Anxiety disorder is highly prevalent worldwide and represents a chronic and functionally disabling condition, with high levels of psychological stress characterized by cognitive and physiological symptoms. Scopoletin (SP), a main active compound in Angelica dahurica, is traditionally used for the treatment of headache, rhinitis, pain, and other conditions. Here, we evaluated the effects of SP in a mouse model of complete Freund's adjuvant (CFA)-induced chronic inflammation anxiety.

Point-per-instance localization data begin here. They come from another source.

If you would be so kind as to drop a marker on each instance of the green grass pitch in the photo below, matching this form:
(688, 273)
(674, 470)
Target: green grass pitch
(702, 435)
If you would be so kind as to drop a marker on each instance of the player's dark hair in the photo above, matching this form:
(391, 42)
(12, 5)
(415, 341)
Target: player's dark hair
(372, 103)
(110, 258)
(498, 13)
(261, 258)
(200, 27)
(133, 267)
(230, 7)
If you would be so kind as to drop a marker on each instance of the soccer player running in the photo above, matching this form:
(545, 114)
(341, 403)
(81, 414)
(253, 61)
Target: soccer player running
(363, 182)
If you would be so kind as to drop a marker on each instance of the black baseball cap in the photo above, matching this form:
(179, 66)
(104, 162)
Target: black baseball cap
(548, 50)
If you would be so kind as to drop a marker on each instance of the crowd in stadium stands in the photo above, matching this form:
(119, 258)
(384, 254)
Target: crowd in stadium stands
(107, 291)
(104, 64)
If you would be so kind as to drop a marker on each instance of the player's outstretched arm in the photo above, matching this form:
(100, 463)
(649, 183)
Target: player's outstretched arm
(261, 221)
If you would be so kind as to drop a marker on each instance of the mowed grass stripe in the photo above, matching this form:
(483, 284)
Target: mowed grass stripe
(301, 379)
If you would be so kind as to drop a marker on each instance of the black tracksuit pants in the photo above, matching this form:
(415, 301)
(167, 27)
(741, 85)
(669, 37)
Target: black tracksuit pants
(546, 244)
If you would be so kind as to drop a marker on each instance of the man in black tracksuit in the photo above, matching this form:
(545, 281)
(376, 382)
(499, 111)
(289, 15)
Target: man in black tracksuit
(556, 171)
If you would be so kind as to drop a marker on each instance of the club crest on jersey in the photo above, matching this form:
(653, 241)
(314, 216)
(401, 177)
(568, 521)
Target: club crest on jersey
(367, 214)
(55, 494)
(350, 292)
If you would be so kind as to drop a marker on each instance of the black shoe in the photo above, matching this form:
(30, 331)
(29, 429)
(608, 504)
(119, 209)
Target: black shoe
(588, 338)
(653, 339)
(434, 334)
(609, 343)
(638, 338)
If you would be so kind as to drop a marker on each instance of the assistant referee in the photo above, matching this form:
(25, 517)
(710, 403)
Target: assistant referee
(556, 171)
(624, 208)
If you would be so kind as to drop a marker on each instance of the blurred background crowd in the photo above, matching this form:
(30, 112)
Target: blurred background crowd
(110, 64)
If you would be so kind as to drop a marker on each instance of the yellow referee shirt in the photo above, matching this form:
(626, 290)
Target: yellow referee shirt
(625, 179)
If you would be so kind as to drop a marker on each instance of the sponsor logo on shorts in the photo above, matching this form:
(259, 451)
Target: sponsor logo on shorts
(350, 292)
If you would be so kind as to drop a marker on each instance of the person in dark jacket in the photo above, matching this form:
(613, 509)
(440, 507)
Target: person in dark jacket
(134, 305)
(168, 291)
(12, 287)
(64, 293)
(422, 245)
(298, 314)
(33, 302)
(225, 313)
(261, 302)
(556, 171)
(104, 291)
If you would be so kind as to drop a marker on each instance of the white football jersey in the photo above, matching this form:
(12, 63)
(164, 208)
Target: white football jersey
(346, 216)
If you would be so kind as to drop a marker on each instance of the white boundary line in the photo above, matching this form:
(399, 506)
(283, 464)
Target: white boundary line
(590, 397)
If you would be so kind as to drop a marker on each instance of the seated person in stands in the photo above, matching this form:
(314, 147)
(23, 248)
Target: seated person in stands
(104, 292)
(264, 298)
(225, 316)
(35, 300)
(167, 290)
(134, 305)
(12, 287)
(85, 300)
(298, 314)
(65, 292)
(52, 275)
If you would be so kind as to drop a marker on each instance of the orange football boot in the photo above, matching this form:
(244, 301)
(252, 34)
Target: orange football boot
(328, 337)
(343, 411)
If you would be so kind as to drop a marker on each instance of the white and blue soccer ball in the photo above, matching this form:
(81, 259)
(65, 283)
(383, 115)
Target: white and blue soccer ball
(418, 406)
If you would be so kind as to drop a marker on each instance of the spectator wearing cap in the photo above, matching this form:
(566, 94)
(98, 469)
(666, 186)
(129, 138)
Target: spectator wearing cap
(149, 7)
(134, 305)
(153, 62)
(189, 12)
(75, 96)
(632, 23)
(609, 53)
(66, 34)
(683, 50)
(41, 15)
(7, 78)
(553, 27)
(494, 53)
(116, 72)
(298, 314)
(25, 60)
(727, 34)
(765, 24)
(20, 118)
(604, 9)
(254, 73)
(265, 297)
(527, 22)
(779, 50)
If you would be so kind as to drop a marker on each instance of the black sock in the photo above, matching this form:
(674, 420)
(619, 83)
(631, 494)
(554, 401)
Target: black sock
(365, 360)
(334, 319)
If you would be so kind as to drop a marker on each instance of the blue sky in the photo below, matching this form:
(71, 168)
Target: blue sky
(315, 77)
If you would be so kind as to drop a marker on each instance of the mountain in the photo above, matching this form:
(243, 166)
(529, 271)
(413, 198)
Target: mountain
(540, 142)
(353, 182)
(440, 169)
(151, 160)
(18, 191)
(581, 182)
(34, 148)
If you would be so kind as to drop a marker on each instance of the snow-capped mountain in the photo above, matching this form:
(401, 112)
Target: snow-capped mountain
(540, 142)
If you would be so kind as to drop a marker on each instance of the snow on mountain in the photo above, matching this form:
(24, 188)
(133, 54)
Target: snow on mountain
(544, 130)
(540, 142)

SP (2.0, 10.0, 50.0 mg/kg) administration for 2 weeks dose-dependently ameliorated CFA-induced anxiety-like behaviors in the open field test and elevated plus maze test. Moreover, we found that SP treatment inhibited microglia activation and decreased both peripheral and central IL-1β, IL-6, and TNF-α levels in a dose-dependent manner. Additionally, the imbalance in excitatory/inhibitory receptors and neurotransmitters in the basolateral nucleus after CFA injection was also modulated by SP administration. Our findings indicate that the inhibition of the nuclear factor-kappa B and mitogen-activated protein kinase signaling pathways involving anti-inflammatory activities and regulation of the excitatory/inhibitory balance can be attributed to the anxiolytic effects of SP. Moreover, our molecular docking analyses show that SP also has good affinity for gamma-aminobutyric acid (GABA) transaminase and GABA_A receptors. Therefore, these results suggest that SP could be a candidate compound for anxiolytic therapy and for use as a structural base for developing new drugs.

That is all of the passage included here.